Gerade am Anfang gibt es viele Signale, wenn die Freundin, Schwester oder Mitschülerin anfängt, mit einer Naziclique zu sympathisieren: Neue Klamotten von in der Szene gern getragenen Marken wie Thor Steinar, Songs von bei Rechten beliebten Bands wie Freiwild auf dem Handy oder abfällige Kommentare über Migranten. „Solange sie ihren Rassismus noch zeigt und auf Auseinandersetzungen eingeht, ist das, so ironisch es klingt, ein gutes Zeichen“, sagt Isabell Stewen, ebenfalls Streetworkerin bei Vaja. Wenn die Freundin sich abfällig über Migranten äußert oder über die Antifa herzieht, dann müsse man nicht immer gleich die perfekte Antwort parat haben, sagt Rosenbaum. Aber man sollte immer signalisieren, dass man anderer Meinung ist.

Redet die Freundin oder Schwester nicht mehr offen über ihre Sympathie für die rechtsextreme Szene, werde es schwieriger. Dann erleichtert zu denken: „Gott sei Dank, das ist jetzt abgehakt!“ sei ganz falsch, sagt Köttig. Denn tatsächlich seien die Mädchen dann meist tiefer in die Szene eingetaucht und ideologisch gefestigter.

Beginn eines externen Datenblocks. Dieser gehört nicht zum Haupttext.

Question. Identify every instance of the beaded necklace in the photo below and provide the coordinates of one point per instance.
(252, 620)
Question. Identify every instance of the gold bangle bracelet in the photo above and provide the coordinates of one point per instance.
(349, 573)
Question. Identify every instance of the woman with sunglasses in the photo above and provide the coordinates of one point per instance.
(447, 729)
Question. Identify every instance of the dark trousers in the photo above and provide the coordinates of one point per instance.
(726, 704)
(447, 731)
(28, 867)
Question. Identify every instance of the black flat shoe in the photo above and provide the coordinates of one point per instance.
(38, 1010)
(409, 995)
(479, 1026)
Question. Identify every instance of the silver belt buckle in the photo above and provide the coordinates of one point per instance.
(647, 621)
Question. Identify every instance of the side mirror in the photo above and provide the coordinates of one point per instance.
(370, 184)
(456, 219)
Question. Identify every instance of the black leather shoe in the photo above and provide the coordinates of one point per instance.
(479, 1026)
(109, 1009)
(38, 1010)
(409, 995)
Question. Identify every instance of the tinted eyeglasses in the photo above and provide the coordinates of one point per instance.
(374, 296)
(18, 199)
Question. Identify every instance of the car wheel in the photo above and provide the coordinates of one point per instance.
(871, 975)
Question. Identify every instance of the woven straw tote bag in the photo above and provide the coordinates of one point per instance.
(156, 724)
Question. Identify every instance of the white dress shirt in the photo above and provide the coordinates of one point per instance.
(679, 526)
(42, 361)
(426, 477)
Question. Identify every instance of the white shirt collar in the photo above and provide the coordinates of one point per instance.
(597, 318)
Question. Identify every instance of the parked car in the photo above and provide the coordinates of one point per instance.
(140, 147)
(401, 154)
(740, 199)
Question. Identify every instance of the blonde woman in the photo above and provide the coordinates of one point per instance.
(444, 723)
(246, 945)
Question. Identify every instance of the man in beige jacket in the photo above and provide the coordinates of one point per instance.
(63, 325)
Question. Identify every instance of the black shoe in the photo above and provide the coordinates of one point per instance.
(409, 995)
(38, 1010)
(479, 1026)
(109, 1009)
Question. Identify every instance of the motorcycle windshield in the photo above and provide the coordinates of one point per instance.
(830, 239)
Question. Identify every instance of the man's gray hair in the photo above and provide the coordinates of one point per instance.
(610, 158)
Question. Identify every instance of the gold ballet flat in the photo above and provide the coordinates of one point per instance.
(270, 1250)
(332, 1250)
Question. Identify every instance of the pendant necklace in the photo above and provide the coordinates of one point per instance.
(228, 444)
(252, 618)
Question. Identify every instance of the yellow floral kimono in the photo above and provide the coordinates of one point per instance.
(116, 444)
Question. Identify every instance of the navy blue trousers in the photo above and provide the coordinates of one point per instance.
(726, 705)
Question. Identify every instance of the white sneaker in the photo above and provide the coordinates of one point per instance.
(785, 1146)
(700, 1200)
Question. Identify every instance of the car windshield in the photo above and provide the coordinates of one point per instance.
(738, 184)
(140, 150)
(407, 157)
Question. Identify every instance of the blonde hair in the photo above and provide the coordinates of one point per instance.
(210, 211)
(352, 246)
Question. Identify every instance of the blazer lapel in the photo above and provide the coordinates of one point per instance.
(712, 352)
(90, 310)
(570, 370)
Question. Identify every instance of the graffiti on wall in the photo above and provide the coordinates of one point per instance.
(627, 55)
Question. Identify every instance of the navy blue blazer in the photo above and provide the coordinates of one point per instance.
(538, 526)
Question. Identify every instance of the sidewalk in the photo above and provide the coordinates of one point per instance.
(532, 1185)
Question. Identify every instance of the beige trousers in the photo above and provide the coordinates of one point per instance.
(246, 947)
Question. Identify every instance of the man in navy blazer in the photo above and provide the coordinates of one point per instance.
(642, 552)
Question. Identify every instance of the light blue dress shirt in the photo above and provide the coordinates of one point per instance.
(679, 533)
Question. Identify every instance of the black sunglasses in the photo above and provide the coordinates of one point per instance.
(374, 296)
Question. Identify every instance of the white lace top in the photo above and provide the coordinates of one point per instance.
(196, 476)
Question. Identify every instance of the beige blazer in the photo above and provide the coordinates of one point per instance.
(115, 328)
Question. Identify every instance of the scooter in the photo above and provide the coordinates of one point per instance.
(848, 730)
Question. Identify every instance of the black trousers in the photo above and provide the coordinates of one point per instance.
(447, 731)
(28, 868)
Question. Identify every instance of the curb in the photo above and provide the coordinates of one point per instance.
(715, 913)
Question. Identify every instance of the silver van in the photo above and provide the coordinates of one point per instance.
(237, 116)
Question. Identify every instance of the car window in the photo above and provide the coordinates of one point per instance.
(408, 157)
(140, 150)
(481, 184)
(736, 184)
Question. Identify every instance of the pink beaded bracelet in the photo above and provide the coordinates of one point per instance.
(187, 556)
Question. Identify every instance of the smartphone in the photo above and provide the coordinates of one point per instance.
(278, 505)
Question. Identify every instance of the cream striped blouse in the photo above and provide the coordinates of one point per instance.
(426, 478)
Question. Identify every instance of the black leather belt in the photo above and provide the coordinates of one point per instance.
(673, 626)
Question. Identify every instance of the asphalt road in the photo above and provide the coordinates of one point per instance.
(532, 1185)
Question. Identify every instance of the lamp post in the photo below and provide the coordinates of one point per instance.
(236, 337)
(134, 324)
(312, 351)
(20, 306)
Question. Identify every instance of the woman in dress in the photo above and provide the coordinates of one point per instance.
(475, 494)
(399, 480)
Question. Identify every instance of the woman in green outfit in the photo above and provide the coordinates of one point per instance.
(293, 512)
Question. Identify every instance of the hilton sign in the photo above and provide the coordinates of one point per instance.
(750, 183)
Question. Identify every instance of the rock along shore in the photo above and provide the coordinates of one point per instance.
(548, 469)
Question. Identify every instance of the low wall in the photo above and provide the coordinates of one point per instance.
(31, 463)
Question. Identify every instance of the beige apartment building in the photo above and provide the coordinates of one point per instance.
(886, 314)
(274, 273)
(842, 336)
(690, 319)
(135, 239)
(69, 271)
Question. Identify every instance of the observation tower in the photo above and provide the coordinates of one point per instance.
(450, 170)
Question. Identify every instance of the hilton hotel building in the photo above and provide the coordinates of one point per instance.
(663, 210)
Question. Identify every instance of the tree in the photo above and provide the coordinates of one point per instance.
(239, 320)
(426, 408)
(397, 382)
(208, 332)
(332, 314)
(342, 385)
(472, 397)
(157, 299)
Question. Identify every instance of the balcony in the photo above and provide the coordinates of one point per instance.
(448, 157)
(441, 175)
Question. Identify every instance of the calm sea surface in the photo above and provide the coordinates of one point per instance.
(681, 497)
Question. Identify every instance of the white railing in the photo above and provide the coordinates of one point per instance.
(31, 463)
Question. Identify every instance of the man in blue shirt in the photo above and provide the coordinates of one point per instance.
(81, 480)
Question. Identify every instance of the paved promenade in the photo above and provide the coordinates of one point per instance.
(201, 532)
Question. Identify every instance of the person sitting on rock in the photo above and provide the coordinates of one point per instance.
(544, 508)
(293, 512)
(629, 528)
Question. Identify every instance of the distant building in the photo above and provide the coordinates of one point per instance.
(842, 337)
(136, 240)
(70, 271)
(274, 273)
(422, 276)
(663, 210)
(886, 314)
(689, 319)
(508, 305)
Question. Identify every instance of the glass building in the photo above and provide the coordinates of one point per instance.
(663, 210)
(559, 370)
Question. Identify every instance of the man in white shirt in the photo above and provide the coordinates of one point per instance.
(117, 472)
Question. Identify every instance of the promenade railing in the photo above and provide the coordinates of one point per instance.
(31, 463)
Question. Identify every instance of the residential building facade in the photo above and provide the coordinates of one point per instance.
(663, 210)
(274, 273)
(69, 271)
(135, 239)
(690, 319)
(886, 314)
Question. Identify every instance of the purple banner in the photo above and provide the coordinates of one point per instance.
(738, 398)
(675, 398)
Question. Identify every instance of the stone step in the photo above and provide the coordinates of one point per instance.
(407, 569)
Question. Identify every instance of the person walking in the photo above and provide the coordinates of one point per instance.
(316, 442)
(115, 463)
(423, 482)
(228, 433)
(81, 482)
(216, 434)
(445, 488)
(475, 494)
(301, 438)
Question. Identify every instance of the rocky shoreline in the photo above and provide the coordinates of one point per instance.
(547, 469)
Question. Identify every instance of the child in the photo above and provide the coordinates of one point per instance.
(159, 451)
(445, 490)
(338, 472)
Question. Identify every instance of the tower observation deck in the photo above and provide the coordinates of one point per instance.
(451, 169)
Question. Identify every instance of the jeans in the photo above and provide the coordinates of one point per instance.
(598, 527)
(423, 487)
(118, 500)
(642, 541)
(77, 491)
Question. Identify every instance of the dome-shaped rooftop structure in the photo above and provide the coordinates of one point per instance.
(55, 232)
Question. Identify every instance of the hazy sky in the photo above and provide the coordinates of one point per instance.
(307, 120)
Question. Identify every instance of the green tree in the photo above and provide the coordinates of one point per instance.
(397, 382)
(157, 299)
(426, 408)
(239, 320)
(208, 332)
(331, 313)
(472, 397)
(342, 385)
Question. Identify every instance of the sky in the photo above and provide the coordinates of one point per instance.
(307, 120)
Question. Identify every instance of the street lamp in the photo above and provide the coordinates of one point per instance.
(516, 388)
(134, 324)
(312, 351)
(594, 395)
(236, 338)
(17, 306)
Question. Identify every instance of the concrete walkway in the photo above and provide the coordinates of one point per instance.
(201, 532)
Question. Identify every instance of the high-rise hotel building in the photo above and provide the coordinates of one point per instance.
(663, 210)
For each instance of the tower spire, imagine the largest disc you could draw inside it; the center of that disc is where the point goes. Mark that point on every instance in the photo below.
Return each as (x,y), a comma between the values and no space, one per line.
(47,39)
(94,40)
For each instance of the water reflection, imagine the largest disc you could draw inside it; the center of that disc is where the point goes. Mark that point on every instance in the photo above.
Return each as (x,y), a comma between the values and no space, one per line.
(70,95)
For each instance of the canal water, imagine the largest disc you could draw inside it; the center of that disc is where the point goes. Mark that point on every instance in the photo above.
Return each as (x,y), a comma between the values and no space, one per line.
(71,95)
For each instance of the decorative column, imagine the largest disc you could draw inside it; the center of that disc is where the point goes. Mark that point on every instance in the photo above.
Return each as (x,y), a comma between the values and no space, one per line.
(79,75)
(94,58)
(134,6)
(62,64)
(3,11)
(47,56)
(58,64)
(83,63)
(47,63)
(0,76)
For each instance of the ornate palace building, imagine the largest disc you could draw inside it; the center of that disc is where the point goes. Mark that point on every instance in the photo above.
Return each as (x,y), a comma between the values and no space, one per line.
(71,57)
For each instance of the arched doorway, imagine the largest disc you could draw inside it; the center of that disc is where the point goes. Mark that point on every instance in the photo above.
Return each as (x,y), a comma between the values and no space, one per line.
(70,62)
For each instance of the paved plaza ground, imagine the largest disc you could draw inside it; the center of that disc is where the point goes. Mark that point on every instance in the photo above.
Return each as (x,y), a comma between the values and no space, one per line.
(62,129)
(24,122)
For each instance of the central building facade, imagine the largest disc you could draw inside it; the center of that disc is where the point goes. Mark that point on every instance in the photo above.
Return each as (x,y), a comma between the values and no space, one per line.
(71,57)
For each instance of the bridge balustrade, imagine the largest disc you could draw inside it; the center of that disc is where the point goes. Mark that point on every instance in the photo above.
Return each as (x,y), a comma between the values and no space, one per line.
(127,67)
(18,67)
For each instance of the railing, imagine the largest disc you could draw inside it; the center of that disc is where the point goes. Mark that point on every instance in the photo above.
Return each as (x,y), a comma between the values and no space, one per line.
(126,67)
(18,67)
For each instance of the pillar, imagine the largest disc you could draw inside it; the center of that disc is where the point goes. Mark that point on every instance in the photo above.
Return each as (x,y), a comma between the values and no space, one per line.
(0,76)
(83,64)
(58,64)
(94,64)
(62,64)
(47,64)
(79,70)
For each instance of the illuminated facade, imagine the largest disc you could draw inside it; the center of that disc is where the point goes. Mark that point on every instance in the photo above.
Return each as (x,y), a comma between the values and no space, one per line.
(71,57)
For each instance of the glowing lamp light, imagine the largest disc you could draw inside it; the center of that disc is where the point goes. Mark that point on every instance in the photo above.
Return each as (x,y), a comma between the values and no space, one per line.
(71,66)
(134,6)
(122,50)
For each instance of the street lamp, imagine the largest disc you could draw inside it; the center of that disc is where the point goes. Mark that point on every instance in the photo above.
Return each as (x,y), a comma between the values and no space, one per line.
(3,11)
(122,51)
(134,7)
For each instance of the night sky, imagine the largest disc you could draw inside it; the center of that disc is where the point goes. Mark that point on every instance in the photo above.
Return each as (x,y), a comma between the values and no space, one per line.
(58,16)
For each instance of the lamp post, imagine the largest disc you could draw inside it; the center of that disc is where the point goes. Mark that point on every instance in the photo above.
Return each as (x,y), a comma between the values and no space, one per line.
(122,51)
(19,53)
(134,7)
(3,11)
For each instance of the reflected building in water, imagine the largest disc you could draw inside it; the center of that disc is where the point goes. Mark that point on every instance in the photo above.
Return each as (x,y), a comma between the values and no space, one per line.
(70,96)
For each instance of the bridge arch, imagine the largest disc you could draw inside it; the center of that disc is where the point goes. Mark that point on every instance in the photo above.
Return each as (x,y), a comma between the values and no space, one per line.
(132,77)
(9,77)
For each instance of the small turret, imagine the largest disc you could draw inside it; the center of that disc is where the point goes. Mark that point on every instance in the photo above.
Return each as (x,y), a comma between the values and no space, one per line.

Bernd Wagner hilft mit seiner Organisation Exit-Deutschland Aussteigern. Er sieht zwei Auslöser, die besonders Frauen zum Ausstieg bewegen: „Die Männer in der rechtsextremen Szene sind keine Softies. Die sehen Frauen nicht als gleichberechtigte Partnerinnen.“ Wenn eine junge Frau sich in einen in der Szene verankerten Mann verliebe, dann merke sie oft früher oder später, dass sie nur das fünfte Rad am Wagen ist und ihm seine Kameraden und die Ideologie viel mehr bedeuten. Und bekommen Frauen Kinder, wollen sie ihren Nachwuchs schützen – und geraten dabei in immer stärkeren Widerspruch zu ihrem Mann und der rechtsextremen Clique.